Melihat hal tersebut, proses untuk menindaklanjuti gagasan War on Terror berlangsung dengan sangat cepat. Otorisasi untuk Menggunakan Kekuatan Militer Melawan Terorisme (AUMF) resmi menjadi bagian dari hukum Amerika Serikat per tanggal 14 September 2001. Dalam AUMF ini, presiden Amerika Serikat dapat secara legal menggunakan segala hal yang dibutuhkan untuk melawan bangsa, organisasi, maupun sekelompok orang yang dicurigai merencanakan, mengotorisasi, melakukan, dan mendanai serangan terorisme 11 September 2001. Selain itu, AUMF juga berlaku untuk mencegah serangan terorisme dalam bentuk apapun ke Amerika Serikat.

Dengan adanya otorisasi ini, Amerika Serikat pun melancarkan misi untuk menumpas terorisme ke berbagai negara. Sebut saja Afghanistan, Iraq, Suriah, Pakistan, dan Yaman. Dengan justifikasi menumpas terorisme, Amerika Serikat menginvasi negara tersebut. Namun sayangnya, hasilnya tidak sebanding dengan triliunan dolar Amerika Serikat yang telah dikeluarkan. Amerika Serikat, seperti negara-negara lain, masih rentan dengan serangan terorisme. Padahal, tentu tujuan utama War on Terror adalah menumpas terorisme itu sendiri.

Berdasarkan tulisan karya A. Trevor Thrall dan Erik Goepner yang berjudul Step Back: Lessons for U.S. Foreign Policy from the Failed War on Terror,  terdapat tiga indikator kegagalan dalam War on Terror. Pertama, adalah fakta bahwa Amerika Serikat masih rentan terhadap serangan terorisme. Sebagai sebuah usaha untuk melakukan kontra-terorisme, Amerika Serikat telah menyerang berbagai macam organisasi yang terindikasi terorisme di negara-negara Timur Tengah. Tapi alih-alih membuat Amerika Serikat aman dari serangan terorisme, Thrall dan Goepner merasa bahwa War on Terror membuat Amerika Serikat menjadi lebih tidak aman. Kedua, dengan seluruh biaya yang sudah dikerahkan, Amerika Serikat masih gagal menghancurkan total Al-Qaeda, Islamic State, atau kelompok teroris manapun di seluruh dunia. Ketiga, War on Terror juga gagal meredam pre-kondisi yang membuat kelompok-kelompok tersebut berkembang.
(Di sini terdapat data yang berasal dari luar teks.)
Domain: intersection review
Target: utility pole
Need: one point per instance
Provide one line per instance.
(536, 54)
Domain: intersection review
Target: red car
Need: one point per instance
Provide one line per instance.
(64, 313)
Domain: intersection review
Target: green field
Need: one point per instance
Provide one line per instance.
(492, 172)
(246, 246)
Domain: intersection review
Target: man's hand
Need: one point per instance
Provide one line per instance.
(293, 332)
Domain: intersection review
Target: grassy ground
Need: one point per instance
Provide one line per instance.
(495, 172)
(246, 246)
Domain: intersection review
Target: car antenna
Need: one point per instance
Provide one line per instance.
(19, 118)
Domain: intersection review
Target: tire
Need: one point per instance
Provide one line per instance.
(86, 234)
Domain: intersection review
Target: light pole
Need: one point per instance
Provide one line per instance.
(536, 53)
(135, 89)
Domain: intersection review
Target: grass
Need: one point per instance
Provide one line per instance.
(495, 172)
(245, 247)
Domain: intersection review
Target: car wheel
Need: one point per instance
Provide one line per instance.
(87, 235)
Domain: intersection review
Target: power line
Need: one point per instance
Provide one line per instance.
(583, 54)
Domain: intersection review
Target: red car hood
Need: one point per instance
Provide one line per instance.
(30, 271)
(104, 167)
Dari ketiga kegagalan ini, Thrall dan Goepner melihat bahwa sebenarnya terdapat dua sumber kegagalan War on Terror. Pertama, adanya penilaian yang berlebihan mengenai jumlah anggota dan kapabilitas dari suatu kelompok teroris. Akibatnya, usaha yang dikerahkan pun terlalu masif, membuat Amerika Serikat tidak hanya berusaha mengeliminasi kelompok teroris tertentu sebagai sumber terorisme 9/11, tetapi terobsesi untuk menghancurkan seluruh kelompok terorisme di dunia. Dengan kata lain, Amerika Serikat gagal mengeliminasi permasalahan utama dan justru menciptakan permasalahan lain.

Kemudian, sumber kedua dari kegagalan War on Terror adalah strategi yang salah. Tiga aspek dari kesalahan strategi ini adalah adanya strategi yang berbasis motif politik, alih-alih hanya sekadar meredam terorisme, strategi menggunakan kekuatan militer, dan strategi berbasis usaha untuk mengatur urusan domestik negara lain. Ketiga aspek kesalahan strategi ini terkonstitusi satu sama lain, membuat usaha-usaha Amerika Serikat meredam terorisme menjadi kontra-produktif.

Opini yang Terbelah di Amerika Serikat

Serangan yang tadinya membuat Amerika Serikat bersatu kini justru memecah-belah negara tersebut. Dahulu, semua orang sama-sama mengutuk terorisme dan mendukung perlawanan terhadap aksi terorisme. Namun, dengan hasil yang dicapai dan beragam hal yang telah dikorbankan, warga Amerika Serikat pun memiliki pandangan yang berbeda-beda. Orang-orang seperti Thrall dan Goepner melihat bahwa War on Terror telah memiliki kesalahan fundamental yang nyata. Hal ini membuat Amerika Serikat seharusnya mundur dari Timur Tengah secepatnya, untuk membatasi kerugian yang telah begitu besar.

Di sisi lain, ada orang-orang yang memiliki gagasan sama dengan Donald Trump. Kelompok ini mengkritik dengan argumentasi bahwa War on Terror gagal karena hal tersebut belum terlalu ‘keras’. Semasa kampanye, ia pernah berkata bahwa untuk berhadapan dengan orang-orang yang melakukan tindak kekerasan, mereka juga harus dibalas dengan kekerasan. Ia pun merasa strategi penyiksaan, seperti Waterboarding, harus digunakan, agar tidak ada lagi yang tersisa dari para terorisme tersebut.